Emerging Themes for IIW12

One of the reasons I love IIW is that really smart people with passion can come together, discuss hard problems AND make real progress towards solving them.  This is just my take – of course the workshop will be created by the people who attend.

OpenID “The Next Generation”:

In my last post I said some things that some people associated with particular technologies may have interpreted in a way that I didn’t intend.  I said “OpenID as we know it” was dead – but OpenID itself is very much alive and making progress to the next generation of OpenID. The work led by Nat Sakimura on Attribute Binding and the proposal to do an OpenID Connect by David Recordon have merged into OpenID-ABC.   They are making steady progress led by John Bradley and Nat with active participation from Microsoft, Google and Facebook.  My hope is that some more people from independent web perspectives – hint hint Evan and Sarah 😉  can get involved too.

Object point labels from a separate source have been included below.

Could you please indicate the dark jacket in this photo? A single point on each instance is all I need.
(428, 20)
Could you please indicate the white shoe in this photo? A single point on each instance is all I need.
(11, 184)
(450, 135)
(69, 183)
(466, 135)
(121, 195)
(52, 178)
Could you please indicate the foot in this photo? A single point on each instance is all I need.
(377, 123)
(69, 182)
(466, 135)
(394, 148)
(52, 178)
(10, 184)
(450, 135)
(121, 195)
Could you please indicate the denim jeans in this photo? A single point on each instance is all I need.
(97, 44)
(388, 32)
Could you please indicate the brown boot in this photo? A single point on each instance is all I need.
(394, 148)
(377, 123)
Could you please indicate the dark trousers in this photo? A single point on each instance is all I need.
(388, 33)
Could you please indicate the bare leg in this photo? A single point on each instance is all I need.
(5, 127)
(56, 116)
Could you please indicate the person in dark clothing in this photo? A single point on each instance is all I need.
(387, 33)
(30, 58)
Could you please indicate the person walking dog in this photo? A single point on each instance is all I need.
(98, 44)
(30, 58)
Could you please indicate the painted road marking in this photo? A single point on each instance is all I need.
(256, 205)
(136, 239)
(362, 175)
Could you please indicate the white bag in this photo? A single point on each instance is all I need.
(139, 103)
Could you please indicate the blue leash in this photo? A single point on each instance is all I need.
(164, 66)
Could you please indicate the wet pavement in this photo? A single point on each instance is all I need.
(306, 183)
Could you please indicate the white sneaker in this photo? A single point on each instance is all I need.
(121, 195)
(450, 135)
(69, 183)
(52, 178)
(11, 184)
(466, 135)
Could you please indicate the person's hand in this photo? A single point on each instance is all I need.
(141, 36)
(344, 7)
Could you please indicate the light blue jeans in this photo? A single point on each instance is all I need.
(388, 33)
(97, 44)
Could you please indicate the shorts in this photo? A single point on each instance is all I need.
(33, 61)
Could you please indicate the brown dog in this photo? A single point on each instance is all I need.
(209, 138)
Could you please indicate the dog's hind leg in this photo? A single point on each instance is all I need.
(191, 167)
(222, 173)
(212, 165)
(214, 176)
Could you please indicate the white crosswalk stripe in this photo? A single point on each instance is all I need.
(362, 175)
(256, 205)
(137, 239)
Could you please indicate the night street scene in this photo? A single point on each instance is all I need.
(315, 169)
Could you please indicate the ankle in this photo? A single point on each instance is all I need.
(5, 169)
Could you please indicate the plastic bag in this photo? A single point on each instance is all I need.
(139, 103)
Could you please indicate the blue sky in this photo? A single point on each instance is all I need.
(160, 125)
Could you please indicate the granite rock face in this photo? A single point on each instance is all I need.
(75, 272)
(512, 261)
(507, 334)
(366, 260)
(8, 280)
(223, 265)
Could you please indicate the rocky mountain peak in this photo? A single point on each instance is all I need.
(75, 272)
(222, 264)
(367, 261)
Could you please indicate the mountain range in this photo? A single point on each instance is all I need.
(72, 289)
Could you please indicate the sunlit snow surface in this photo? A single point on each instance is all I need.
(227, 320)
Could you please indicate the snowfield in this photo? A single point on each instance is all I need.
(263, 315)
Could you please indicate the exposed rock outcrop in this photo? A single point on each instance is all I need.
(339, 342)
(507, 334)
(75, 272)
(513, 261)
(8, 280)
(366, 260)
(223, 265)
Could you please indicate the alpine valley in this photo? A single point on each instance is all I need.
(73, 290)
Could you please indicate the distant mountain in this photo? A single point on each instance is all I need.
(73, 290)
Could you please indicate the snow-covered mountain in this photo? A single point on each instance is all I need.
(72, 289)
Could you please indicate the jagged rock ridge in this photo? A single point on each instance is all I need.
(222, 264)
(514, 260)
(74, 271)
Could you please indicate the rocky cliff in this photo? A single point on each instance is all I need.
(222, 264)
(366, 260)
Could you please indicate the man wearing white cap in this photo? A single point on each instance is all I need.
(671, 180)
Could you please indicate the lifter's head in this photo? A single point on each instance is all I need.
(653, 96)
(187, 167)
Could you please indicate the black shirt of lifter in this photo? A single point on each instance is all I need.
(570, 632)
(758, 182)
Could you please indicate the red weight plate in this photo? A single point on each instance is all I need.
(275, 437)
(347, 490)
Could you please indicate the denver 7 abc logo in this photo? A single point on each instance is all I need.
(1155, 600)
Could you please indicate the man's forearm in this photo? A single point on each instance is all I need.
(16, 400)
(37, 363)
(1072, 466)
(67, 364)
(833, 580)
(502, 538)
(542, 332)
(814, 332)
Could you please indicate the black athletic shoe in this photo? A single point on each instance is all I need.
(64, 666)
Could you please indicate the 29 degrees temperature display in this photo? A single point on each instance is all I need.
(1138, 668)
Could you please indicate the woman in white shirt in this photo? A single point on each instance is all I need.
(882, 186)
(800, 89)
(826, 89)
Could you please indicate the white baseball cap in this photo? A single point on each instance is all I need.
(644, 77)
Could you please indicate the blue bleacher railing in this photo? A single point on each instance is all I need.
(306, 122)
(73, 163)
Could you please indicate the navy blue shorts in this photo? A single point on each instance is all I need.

The OpenID Summit on May 2 will be a place where people are gathering to focus on the technology and progress will be made at IIW following.

Media, Trust and the Freedom to Comment:

Issues surfacing around the release of Facebook Comments and the “protection” they in theory give against trolls – articulated here on TechCrunch.

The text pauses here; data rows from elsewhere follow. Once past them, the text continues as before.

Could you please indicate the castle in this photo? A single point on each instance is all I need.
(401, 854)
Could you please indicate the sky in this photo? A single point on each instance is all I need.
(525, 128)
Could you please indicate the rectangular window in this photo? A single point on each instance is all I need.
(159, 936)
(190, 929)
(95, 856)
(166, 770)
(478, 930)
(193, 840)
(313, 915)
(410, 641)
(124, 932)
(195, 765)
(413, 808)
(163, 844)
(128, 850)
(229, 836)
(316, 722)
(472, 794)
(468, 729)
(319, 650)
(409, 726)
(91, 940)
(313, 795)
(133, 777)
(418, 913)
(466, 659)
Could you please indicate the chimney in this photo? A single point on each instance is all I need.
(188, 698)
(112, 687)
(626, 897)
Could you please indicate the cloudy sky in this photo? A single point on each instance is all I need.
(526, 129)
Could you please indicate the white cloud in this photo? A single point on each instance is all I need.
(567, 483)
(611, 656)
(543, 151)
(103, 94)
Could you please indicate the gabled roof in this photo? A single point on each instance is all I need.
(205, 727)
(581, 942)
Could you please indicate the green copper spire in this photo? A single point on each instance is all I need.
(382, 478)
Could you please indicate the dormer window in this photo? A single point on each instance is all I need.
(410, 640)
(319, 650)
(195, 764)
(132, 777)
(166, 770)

Facebook Comments homes in on trolling by forcing real identity, but the end result isn’t just the silencing of trolls, it’s the silencing of everyone.

I have been surprised by the number of projects surfacing about how individuals share and connect information about media.  Bill Densmore has had a project called CircLabs for a while. Hypothes.is is a project that I just learned about that is in the research phase.


Personal Data – Legal and Technical Issues:

The buzz around various startups in the Personal Data Ecosystem is growing. Kynetx, Phil Windley’s company, has launched their new site for apps on the live web. This week TrustFabric put out Beta 3. Tara Hunt published an article about Personal Data on O’Reilly Radar.  Drummond & Joe are working on Connect.me. Azigo has new software out. Mydex has completed its community prototype in the UK. Personal.com has a site up but is not live yet. Statz.com has begun a board of trade for people’s data and lets them upload their data. Folks from the Locker Project will also be attending.

Last week was Personal Data 2.0 with many sessions about key issues – it was a great warmup for IIW and precursor for the same workshop a week after IIW in London the same day as a similar conversation at the European Identity Conference.  We are hosting Yukon Day, a day we are inviting investors to, on the third day of IIW.  There are many legal issues to be discussed around data and rights. Scott David wrote a post about why lawyers should come to IIW.

NSTIC: Making it Real

The National Strategy for Trusted Identities in Cyberspace is being announced today at the US Chamber of Commerce. I wrote about why we shouldn’t freak out about it after the program office was announced at Stanford. Government leaders working on actually implementing open standards for identity login at NIH and other agencies participated in our east coast satellite event last September in DC.  This coming IIW will be a great opportunity to make progress in the dialogue about the issues NSTIC raises and to get down to the nitty gritty of implementing.